The report, released by the office of L.A. Controller Ron Galperin on Wednesday, said that 53% of the city’s 53,600 workers were paid overtime.

That amounts to about $470 million, an increase of $23 million from the city’s overtime costs during the 2017-2018 fiscal year, according to Ian Thompson, a spokesman for the L.A. controller’s office.

A graph shows the amount of overtime pay Los Angeles city employees received from 2015 to 2019. (Credit: L.A. Controller Ron Galperin's Office)
A graph shows the amount of overtime pay Los Angeles city employees received from 2015 to 2019. (Credit: L.A. Controller Ron Galperin’s Office)

Sworn personnel with the L.A. police and fire departments received about 77% of all overtime pay, including 18 people who each earned more than $200,000 in overtime.

Four of them more than doubled their salaries in overtime, according to the report. One firefighter worked 5,616 hours in overtime during the year and received $360,000 in addition to a salary of $126,000, Thompson said.

“While the norm is for regular, full-time employees to work a 40-hour week, overtime is built into the staffing models for sworn firefighters and police officers to ensure public safety during emergencies, such as the recent Getty Fire, when hundreds of firefighters and additional sworn and civilian City personnel were deployed around the clock to save lives and property,” the report said.

The remaining overtime costs for the city, about $135 million, went to civilians who are not sworn members of the police and fire departments. Those include personnel with the Los Angeles World Airports, which operates LAX and Van Nuys Airport, and the sanitation and transportation departments.

Eleven people each received more than $100,000 in overtime pay, including two employees who more than doubled their salaries.

A graph shows the amount of overtime pay Los Angeles city employees received from the 2014-2015 fiscal year to the 2018-2019 fiscal year. (Credit: L.A. Controller Ron Galperin's Office)
A graph shows the amount of overtime pay Los Angeles city employees received from the 2014-2015 fiscal year to the 2018-2019 fiscal year. (Credit: L.A. Controller Ron Galperin’s Office)

A traffic officer who has a base salary of $65,000 worked 3,702 hours in overtime during the 2018-2019 fiscal year, earning that employee $174,000 in overtime pay, Thompson said.

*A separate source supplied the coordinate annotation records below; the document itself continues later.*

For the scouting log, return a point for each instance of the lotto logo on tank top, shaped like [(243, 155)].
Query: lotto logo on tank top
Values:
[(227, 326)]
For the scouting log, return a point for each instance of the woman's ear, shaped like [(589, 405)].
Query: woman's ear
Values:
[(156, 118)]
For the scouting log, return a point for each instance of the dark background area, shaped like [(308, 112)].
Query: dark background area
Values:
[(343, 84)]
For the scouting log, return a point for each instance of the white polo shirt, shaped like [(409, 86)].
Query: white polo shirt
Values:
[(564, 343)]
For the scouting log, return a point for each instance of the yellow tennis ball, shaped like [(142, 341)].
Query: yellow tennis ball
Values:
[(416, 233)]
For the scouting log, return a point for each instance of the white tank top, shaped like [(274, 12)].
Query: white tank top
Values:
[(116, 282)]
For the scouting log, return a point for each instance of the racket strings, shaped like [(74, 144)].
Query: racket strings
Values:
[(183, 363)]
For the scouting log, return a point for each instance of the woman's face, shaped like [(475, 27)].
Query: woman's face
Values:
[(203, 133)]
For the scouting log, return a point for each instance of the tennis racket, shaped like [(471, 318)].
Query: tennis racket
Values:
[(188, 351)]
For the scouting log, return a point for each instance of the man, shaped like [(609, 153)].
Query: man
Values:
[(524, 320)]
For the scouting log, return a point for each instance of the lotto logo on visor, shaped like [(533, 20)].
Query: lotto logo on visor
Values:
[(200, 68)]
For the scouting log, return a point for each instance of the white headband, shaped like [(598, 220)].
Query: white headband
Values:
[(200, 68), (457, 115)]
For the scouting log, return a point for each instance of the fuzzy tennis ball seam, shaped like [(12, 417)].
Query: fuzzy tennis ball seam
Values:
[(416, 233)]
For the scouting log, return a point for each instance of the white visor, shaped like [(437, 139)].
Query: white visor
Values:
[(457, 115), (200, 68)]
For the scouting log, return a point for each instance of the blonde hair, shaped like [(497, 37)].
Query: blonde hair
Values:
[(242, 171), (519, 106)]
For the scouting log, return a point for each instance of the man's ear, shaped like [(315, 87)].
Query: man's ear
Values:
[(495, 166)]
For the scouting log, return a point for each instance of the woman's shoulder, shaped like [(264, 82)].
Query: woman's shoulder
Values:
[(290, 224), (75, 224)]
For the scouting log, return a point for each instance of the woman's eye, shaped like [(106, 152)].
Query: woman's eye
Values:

Galperin recommended managers explore better analysis to reduce the need for employees to work overtime and policymakers to look into cross-training strategies and other approaches implemented by other cities.

“Although my office concluded that departments properly approved and substantiated the majority of sworn and civilian overtime, there is clearly a need for better oversight and regulation to improve staffing, protect City employees from burnout and fatigue, and ensure that taxpayer funds are spent effectively,” Galperin said in a statement.

While the city gets reimbursed through emergency declaration and for special events such as the the L.A. Marathon and Dodgers games, taxpayers mostly pay for the overtime costs, according to the city.